Create accurate budgets
The formula seems so simple. Purchase price of property plus acquisition cost plus renovation costs plus holding costs plus liquidation costs, equals your breakeven point. Subtract this number from your sale price and you have your return on investment. (ROI)
As easy as the formula is, coming up with these accurate numbers is paramount for success. If you are new to this area of budgeting, I strongly suggest you have a mentor to help here as there is no one size fits all formula.
Looking for a great mentor? Check out my Real Estate Mentorship Program!
How much does it cost for …
Knowing price per sq. ft. of carpet and tile will be important. Painting cost per room, kitchen replacement cost per linear foot. cost per square for roof replacement. Average cost for a bathroom upgrade. Etc etc.
While much of this appears to be guess work, as you become experienced in what prices are for renovation it becomes much easier to pin down an accurate estimation.
TIP: keep a log of all these prices so you can easily reference them in the future, breaking these costs down to a per room basis or per sq. ft. or per linear foot basis will make creating a budget for your next flip much easier.
Having a contingency fund is also paramount
There is no way even the most experienced investor can account for every little expense that will occur when renovating a property because there are always unknown circumstances that appear when you start opening up walls and moving things around.
So how much for a contingency fund?
Again no one size fits all and depending on where you are renovating, the renovations cost etc. this may vary. I typically will add 10 to 15% to total renovation costs.
Budgeting: don’t forget your holding (6 months recommended) acquisition and liquidation costs
Financing costs: (If you financed assume 6 months)
- HOA fees
- Utility bills
Acquisition: closing cost on the purchase, title insurance, financing points for loan, etc.
Liquidations costs: closing cost on the sale, title insurance for the new buyers if required in your area.

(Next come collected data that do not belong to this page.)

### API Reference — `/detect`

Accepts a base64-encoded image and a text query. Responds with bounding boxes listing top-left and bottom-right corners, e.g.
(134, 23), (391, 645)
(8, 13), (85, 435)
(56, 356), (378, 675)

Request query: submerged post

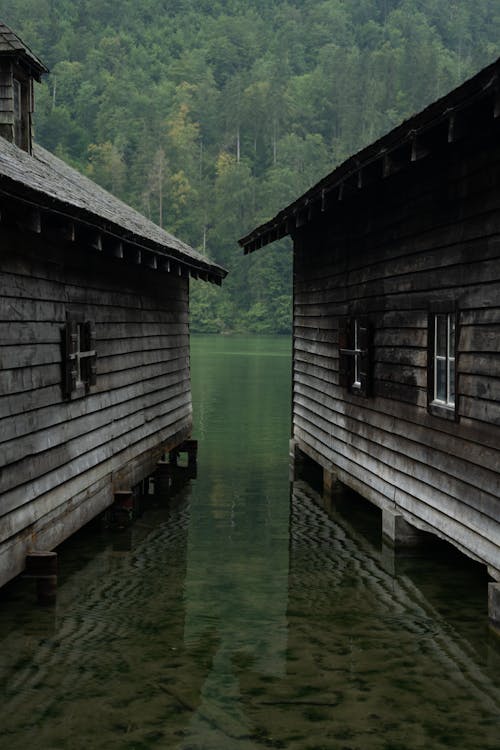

Realtor and or attorney fees.
Meanwhile your renovations are being performed…
While your renovation team is busy doing the updates you should be prepping for your exit strategy:Have your Realtors in place and have the marketing all lined up.
Tip: usually on your home renovation shows they get the house all fixed up and then do the yard work at the last minute. I prefer the opposite. Draw attention to your flip by doing exterior first. People watching the property will see a nice change and will eagerly wait to see what you do to the rest of the property. People buy curb appeal, it is always the first thing they see so get the curb appeal looking great first then you can start marketing early.
As the renovations are nearing completion you will also be nearing the end of your time commitment for this property. So this is a great time to start looking for the next flip. With all your real estate TEAM members in place you should have trained them as well what you want within a flip and they all should be eyes and ears on the market watching for you
Hopefully you stayed on budget and stuck to your plan. With the property complete and all realtors in place market and sell the property. Your advance diligence should have told you how to price it, but as weeks or months have passed you will want to revisit the latest comparable to see where you are at. Price to match the market, do not price to match your emotions. The house will sell for what the market will bear.
Time to repeat: take what you learned and duplicate what works and make adjustments to those things that did not work so well. Document these successes, create your punch list.
Your future flips will be easier and perhaps more profitable.